We've all heard about it: Food recalls, food scares and restaurant closings. You assume the food you find on store shelves is safe to eat. Is it safe? Is it really natural or organic as it claims?
Food Safety Labeling Study
Michigan State University studied consumer attitudes about food safety and labeling. The conclusion of the study was the majority of consumers search for labels indicating the products were inspected for safety. And about one-third are willing to pay more for that labeling.
The study also found consumers want to be reassured the food they buy has passed some kind of independent safety certification. About one-third of the consumers in the study said they would pay a premium for this assurance, even up to 30 percent more.
A researcher cautions that a higher price alone or an independent test doesn't necessarily mean the food is safe. A voluntary safety inspection by the food processor or seller are just as thorough as one by a government agency (the US Food and Drug Administration (FDA)). Many of the consumers studied said they wish the food industry would spend more on certification programs than on government inspections.
What Does "Organic" Mean?
One of the most confusing labeling issues today is the word "organic" stuck on foods such as fresh fruits and vegetables. These labels can take many forms, such as "Certified Organic" by a certain producers' association, or even by the state's department of agriculture. But what does it actually mean for you?
The US Department of Agriculture (USDA) has defined rules for "organic" food and who can certify it. Generally speaking, "organic" means the foods were produced with more natural growing process. The Organic Foods Production Act (1990) created the National Organic Program to oversee and manage organic standards.
The National Organics Standards Board, defines organic as:
- Organic agriculture is an ecological production management system that promotes and enhances biodiversity, biological cycles and soil biological activity. It is based on minimal use of off-farm inputs and on management practices that restore, maintain and enhance ecological harmony
- Organic is a labeling term that denotes products produced under the authority of the Organic Foods Production Act. The principal guidelines for organic production are to use materials and practices that enhance the ecological balance of natural systems and that integrate the parts of the farming system into an ecological whole
- Organic agriculture practices cannot ensure that products are completely free of residues; however, methods are used to minimize pollution from air, soil and water
- Organic food handlers, processors and retailers adhere to standards that maintain the integrity of organic agricultural products. The primary goal of organic agriculture is to optimize the health and productivity of interdependent communities of soil life, plants, animals and people
The USDA and the FDA can punish or shut down food producers or sellers for false labeling, if products are labeled "organic" when they're known to have no difference from other products without those labels. Any person who knowingly labels items as organic when it is not can be fined (civil, not criminal) $11,000.

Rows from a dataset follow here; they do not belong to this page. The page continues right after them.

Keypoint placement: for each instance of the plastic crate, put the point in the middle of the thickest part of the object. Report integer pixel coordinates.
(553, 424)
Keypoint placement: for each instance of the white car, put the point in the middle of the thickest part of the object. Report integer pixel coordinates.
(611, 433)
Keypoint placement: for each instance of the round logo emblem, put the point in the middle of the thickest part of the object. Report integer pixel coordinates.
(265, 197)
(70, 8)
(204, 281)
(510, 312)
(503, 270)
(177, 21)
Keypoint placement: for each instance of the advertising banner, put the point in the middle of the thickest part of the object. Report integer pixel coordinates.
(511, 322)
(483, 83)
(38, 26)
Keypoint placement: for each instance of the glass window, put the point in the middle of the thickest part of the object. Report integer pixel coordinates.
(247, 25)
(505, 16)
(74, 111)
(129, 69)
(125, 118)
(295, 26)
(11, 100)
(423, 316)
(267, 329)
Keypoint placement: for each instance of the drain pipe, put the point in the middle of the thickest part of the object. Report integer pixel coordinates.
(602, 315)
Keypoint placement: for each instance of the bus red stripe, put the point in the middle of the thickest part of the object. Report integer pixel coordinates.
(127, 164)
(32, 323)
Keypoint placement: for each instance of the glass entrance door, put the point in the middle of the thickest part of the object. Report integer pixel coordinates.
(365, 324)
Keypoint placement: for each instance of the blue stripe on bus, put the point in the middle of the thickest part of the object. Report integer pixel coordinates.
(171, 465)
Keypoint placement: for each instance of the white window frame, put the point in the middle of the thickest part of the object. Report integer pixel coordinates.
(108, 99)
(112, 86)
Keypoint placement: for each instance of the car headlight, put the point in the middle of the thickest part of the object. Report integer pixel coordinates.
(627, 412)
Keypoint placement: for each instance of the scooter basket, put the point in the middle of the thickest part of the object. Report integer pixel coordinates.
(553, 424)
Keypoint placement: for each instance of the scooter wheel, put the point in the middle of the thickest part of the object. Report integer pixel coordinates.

Many products charge more with an "organic" label because people are willing to pay for it. Stores such as Whole Foods and Trader Joe's base most of their operations on organic foods.
If a label proclaims a food is organic, check the label to find out who designated it organic. Also, check what your state law requires for food labeling, including what makes a product "organic."
Questions for Your Attorney
- I think I got sick from old meat, but the expiration date hadn't passed yet. Can I sue the manufacturer?
- How can I take part in creating the official "organic" label standards?
- Is there any legal claim if a producer or retailer sells food as organic, but it really isn't? Would a consumer have to prove actual harm?